May 2, 2016: Private juvenile center conceals abuse inquiries
(2) On Dec. 9, 2015, Busche told KidsPeace executives in Pennsylvania that she decided to end the county's longstanding contract with Mesabi Academy. The move caught KidsPeace off guard and immediately put its Minnesota business in jeopardy. Within 30 minutes, KidsPeace lawyer Andrew Burke sent an email to Busche asking for an explanation.
(4) Hennepin County Corrections Unit Supervisor Janine Wischnack sent an email saying Mesabi Academy Executive Director Paul Jacobson called her to see if the county would be willing to take over the contract.

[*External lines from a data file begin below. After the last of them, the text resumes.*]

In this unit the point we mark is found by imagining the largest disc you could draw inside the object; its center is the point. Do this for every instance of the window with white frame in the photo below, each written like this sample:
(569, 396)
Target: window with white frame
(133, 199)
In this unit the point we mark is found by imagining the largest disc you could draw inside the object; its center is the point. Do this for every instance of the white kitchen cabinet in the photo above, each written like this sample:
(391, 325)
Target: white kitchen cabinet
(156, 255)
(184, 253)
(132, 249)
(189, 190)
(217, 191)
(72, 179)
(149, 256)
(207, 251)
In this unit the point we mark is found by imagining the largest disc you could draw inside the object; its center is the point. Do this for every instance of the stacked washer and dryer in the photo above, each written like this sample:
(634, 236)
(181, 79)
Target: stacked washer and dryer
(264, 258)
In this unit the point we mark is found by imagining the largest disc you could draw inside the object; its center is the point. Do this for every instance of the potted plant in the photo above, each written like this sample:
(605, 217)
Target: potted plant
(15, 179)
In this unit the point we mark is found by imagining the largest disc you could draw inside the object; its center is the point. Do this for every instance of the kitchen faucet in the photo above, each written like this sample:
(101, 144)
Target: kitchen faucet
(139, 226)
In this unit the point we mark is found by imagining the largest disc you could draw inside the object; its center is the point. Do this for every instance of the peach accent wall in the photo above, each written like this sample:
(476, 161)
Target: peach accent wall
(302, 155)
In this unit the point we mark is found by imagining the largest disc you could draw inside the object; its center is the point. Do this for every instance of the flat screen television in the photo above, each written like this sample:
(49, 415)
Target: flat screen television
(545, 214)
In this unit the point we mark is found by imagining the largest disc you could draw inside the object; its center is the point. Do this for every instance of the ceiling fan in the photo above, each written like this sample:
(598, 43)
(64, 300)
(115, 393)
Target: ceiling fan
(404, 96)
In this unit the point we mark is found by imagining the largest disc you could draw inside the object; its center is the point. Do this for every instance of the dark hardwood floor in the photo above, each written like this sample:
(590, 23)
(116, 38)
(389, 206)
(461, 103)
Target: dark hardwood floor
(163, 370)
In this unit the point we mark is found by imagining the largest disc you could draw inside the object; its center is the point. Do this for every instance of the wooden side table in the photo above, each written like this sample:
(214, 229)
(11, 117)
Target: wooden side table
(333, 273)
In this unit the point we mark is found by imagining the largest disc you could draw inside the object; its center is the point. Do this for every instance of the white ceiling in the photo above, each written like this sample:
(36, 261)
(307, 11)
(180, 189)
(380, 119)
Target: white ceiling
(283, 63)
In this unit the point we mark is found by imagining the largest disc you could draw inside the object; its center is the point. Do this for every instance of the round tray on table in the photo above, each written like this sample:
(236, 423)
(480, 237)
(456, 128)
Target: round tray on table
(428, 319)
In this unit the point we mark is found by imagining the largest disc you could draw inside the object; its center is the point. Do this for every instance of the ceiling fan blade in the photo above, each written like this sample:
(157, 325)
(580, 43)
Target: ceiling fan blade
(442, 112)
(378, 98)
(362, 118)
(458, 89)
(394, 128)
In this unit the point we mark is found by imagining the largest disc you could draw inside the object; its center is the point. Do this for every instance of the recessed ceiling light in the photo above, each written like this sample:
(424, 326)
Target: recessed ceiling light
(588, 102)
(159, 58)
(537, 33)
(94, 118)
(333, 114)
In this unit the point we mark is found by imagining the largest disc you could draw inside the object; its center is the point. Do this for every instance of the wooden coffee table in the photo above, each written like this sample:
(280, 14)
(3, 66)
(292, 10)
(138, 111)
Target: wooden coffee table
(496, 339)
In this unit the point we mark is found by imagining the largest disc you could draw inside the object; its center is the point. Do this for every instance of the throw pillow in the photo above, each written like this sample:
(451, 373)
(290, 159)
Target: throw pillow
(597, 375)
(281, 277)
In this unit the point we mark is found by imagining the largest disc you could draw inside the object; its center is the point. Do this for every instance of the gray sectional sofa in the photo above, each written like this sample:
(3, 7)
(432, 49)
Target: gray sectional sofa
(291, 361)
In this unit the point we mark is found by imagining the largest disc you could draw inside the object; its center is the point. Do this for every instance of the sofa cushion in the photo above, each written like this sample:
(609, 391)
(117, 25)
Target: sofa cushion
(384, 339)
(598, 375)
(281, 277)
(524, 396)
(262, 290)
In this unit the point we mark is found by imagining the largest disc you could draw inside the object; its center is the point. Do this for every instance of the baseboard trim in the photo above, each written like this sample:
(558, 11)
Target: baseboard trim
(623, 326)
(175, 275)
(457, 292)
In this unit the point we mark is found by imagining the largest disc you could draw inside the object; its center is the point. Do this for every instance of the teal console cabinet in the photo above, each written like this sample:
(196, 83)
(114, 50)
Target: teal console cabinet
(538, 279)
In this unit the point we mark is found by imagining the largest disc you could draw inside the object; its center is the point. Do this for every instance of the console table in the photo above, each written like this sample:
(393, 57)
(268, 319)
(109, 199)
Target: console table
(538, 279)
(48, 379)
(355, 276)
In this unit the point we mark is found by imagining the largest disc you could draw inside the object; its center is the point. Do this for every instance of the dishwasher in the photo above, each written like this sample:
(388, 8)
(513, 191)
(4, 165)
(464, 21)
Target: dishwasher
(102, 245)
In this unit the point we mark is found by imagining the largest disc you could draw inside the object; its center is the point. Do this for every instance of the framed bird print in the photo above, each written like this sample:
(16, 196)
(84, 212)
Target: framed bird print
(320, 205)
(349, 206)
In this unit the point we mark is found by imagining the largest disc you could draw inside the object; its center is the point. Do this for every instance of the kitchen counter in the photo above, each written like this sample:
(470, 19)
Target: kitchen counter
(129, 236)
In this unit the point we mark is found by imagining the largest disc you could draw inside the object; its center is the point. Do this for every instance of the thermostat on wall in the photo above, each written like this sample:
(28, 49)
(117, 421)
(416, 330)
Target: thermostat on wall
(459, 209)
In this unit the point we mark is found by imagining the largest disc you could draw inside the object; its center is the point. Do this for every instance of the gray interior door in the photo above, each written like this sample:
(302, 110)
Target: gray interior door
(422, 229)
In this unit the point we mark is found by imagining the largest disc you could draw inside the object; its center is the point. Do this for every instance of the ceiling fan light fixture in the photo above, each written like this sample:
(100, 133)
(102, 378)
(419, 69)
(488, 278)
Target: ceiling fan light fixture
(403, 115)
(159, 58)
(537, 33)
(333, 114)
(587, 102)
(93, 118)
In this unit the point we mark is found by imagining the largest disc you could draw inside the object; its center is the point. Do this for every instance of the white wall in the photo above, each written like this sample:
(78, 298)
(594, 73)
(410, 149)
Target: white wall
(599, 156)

(5) "We appreciate your willingness to continue as our lead county," KidsPeace lawyer Andrew Burke wrote in an email to assistant county attorney Ben Stromberg. Busche said she met privately with county commissioners and decided to renew the contract. She said commissioners expressed concerns that they weren't informed of the decision. "I did not feel pressure to reverse my decision," Busche said in an interview. "It became really clear to me that this had gotten more complicated and more political but ultimately it was my decision to renew the host county contract."
(6) In a letter to a guardian of one of the boys, St. Louis County Child Protection notified guardians that a boy related to them "may have been sexually abused by having sexual contact with Mesabi Academy KidsPeace staff." The letter notes that the county did not determine maltreatment occurred. The boy's mother eventually appealed the determination.